Watersmeet yesterday: a hive of industry

The temperature needs to reach 900ºC to make lime © Bill Scolding

The temperature needs to reach 900ºC to make lime

The East Lyn river in North Devon today is a place of lush tranquillity, the low thrum of the river and the calls of the river birds are its only noisy backdrop. No wonder, we find it hard to imagine what this valley was like in the 19th and 20th centuries when the valleys were a site of industry. 

Just across the East Lyn river from Watersmeet House is a mine adit (horizontal shaft), the remains of an unsuccessful attempt to mine iron ore.
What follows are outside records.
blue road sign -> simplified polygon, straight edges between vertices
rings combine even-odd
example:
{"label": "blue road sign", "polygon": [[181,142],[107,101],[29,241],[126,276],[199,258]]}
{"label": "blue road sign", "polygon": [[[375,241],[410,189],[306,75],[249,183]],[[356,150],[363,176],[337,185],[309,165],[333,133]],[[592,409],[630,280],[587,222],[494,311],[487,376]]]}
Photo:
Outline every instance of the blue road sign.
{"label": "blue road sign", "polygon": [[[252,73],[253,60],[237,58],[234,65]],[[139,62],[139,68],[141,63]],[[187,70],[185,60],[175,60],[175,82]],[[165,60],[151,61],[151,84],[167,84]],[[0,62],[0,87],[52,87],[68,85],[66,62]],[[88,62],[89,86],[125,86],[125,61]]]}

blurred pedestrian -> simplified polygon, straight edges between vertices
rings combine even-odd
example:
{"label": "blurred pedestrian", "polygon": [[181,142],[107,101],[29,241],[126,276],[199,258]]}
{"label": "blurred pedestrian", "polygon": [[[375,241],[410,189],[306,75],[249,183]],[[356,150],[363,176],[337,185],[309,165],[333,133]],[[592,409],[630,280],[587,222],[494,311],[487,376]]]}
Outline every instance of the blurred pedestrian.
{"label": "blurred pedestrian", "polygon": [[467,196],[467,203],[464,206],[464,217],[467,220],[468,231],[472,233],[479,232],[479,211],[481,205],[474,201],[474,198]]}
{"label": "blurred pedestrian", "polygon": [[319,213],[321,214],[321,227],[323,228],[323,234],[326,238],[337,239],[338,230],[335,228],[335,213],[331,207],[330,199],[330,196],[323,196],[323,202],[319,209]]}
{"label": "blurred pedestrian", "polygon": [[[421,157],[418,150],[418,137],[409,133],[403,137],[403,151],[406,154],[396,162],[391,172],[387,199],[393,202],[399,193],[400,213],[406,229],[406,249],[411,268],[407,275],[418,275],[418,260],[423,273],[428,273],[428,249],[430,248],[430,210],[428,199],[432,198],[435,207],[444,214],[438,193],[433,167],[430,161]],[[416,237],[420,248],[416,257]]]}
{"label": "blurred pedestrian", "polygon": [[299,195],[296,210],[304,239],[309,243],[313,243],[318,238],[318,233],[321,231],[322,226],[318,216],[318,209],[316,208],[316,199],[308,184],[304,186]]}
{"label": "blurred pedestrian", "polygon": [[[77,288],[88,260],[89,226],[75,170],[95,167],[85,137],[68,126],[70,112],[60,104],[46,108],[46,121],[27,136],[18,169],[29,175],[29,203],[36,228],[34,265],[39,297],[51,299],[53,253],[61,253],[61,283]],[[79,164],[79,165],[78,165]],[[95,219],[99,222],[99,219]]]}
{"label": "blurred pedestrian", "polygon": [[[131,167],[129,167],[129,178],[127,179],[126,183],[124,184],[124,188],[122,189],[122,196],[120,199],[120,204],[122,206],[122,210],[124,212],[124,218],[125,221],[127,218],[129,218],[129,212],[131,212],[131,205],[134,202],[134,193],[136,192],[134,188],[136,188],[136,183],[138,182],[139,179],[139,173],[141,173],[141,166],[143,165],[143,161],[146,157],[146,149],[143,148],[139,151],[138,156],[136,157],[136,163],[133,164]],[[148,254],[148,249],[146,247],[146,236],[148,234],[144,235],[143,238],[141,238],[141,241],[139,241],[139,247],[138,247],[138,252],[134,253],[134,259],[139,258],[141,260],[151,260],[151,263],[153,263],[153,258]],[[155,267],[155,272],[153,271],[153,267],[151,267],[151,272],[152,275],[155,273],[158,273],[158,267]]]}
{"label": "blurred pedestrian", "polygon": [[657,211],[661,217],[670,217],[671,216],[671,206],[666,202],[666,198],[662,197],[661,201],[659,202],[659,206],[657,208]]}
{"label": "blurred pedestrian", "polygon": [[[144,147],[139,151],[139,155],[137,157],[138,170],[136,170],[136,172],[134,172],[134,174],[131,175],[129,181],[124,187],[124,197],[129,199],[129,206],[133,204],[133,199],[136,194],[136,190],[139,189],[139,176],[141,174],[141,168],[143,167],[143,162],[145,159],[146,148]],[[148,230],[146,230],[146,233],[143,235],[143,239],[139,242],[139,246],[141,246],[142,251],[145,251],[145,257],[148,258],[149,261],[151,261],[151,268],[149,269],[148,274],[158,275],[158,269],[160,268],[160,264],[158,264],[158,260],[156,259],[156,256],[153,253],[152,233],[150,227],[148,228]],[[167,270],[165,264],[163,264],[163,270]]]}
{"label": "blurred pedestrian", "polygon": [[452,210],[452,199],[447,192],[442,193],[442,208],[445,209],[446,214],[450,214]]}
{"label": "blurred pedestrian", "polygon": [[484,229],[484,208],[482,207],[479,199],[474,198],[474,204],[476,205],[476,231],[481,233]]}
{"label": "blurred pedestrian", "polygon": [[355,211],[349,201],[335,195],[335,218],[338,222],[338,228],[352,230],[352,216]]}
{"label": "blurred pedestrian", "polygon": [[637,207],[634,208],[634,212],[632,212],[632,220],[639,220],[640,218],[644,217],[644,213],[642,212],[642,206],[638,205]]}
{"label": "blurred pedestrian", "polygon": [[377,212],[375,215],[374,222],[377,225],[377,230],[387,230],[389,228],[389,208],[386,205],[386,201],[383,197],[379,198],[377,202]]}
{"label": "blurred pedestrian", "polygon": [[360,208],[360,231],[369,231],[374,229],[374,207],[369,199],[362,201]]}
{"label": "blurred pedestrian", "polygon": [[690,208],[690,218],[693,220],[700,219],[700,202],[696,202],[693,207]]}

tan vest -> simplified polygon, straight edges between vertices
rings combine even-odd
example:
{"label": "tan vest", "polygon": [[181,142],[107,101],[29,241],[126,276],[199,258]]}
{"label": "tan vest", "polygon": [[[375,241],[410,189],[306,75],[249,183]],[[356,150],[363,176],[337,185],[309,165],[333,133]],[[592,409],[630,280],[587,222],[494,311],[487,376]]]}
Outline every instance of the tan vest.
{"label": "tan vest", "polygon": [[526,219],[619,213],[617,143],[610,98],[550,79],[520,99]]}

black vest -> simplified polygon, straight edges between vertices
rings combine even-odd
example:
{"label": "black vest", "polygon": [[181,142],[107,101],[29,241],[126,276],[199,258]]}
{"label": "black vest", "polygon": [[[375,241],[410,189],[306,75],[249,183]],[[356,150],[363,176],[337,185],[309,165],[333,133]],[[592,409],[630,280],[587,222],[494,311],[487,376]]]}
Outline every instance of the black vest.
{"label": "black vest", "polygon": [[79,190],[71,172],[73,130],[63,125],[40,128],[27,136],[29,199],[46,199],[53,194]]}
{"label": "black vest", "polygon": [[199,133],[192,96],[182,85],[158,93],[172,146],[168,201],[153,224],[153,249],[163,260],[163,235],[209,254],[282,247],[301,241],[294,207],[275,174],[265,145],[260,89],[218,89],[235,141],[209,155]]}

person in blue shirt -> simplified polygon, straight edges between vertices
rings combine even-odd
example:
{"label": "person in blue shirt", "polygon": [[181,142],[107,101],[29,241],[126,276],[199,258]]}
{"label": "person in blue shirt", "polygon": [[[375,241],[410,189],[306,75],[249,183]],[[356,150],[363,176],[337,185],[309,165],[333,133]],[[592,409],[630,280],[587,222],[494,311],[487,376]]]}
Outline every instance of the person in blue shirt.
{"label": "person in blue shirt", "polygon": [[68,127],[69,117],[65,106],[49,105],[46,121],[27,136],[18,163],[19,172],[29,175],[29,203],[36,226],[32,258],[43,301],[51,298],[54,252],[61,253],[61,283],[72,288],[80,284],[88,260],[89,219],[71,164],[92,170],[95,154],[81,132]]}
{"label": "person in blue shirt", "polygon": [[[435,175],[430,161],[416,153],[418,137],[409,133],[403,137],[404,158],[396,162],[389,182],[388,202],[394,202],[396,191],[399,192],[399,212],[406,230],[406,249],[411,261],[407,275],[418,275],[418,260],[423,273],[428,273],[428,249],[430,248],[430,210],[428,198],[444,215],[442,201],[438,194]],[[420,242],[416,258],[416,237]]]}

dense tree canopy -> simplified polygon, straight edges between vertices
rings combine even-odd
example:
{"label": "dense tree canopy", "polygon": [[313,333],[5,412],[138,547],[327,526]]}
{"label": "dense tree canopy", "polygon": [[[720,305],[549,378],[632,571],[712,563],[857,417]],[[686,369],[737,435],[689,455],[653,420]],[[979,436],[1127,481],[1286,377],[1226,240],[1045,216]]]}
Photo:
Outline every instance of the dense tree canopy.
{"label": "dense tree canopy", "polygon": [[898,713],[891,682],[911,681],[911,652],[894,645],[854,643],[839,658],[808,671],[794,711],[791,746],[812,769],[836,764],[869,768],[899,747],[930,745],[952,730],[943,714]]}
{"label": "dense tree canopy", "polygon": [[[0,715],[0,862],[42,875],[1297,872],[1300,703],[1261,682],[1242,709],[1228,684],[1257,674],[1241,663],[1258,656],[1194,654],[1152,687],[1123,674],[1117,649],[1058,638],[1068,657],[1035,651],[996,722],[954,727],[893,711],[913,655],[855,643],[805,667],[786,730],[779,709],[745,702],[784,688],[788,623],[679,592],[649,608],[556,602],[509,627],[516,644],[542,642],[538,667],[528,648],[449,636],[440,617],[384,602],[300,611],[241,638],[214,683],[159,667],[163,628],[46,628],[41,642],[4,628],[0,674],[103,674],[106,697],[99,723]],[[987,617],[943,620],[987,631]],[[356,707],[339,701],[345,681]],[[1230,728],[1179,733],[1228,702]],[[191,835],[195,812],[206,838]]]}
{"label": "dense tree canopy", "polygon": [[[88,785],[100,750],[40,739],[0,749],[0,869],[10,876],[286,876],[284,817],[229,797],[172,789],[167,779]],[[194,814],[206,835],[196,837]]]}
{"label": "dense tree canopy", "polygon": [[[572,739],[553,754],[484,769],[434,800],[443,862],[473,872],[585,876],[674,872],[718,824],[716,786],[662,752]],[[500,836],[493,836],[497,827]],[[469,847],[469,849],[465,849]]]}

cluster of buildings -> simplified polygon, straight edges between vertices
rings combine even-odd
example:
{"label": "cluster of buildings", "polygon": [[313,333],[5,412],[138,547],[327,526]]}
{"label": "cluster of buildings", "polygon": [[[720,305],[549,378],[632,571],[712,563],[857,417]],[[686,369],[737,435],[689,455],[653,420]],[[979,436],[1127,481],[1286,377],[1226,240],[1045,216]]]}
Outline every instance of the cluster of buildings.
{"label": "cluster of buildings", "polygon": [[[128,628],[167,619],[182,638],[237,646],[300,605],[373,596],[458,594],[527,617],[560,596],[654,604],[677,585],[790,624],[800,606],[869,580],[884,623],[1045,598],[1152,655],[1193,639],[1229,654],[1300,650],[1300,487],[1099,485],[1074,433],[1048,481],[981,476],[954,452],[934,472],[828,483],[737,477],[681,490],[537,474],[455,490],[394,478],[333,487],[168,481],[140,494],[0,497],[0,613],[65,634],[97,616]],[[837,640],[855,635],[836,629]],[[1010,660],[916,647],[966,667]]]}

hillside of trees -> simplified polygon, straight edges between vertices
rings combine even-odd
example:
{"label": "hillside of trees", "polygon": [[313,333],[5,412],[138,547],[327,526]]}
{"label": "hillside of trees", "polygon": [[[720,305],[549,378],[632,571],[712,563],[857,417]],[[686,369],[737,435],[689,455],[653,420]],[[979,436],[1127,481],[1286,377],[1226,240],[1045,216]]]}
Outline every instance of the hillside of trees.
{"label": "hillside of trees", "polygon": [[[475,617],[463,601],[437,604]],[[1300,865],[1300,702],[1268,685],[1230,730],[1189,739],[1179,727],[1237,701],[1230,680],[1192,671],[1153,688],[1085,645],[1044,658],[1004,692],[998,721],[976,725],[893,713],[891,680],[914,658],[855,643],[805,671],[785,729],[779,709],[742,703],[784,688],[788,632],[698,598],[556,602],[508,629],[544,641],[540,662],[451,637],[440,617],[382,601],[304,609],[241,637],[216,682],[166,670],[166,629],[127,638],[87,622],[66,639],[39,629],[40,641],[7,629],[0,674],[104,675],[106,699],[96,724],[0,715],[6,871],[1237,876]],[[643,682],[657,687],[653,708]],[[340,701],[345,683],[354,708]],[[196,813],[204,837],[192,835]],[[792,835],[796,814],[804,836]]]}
The attempt was funded by wealthy Exmoor landowners who invested large sums of money into mineral exploration in the area during the second half of the 19th century.

If you walk from Watersmeet House towards Brendon, you will find two lime kilns. They were used to burn limestone brought over from South Wales by boat. The resulting lime was spread on local fields to counteract the acidity of Exmoor's moorland soil.

Many of the Watersmeet paths began as tracks for the woodland industry. Every 25 years or so, the oak was coppiced. Stems were cut down as part of a cycle and allowed to regrow. The cut stems were put to various uses - charcoal and limestones burning, pit props for mines in South Wales and for fencing and hurdles. Charcoal was also carried by mule to Lynmouth and shipped to South Wales for smelting metals.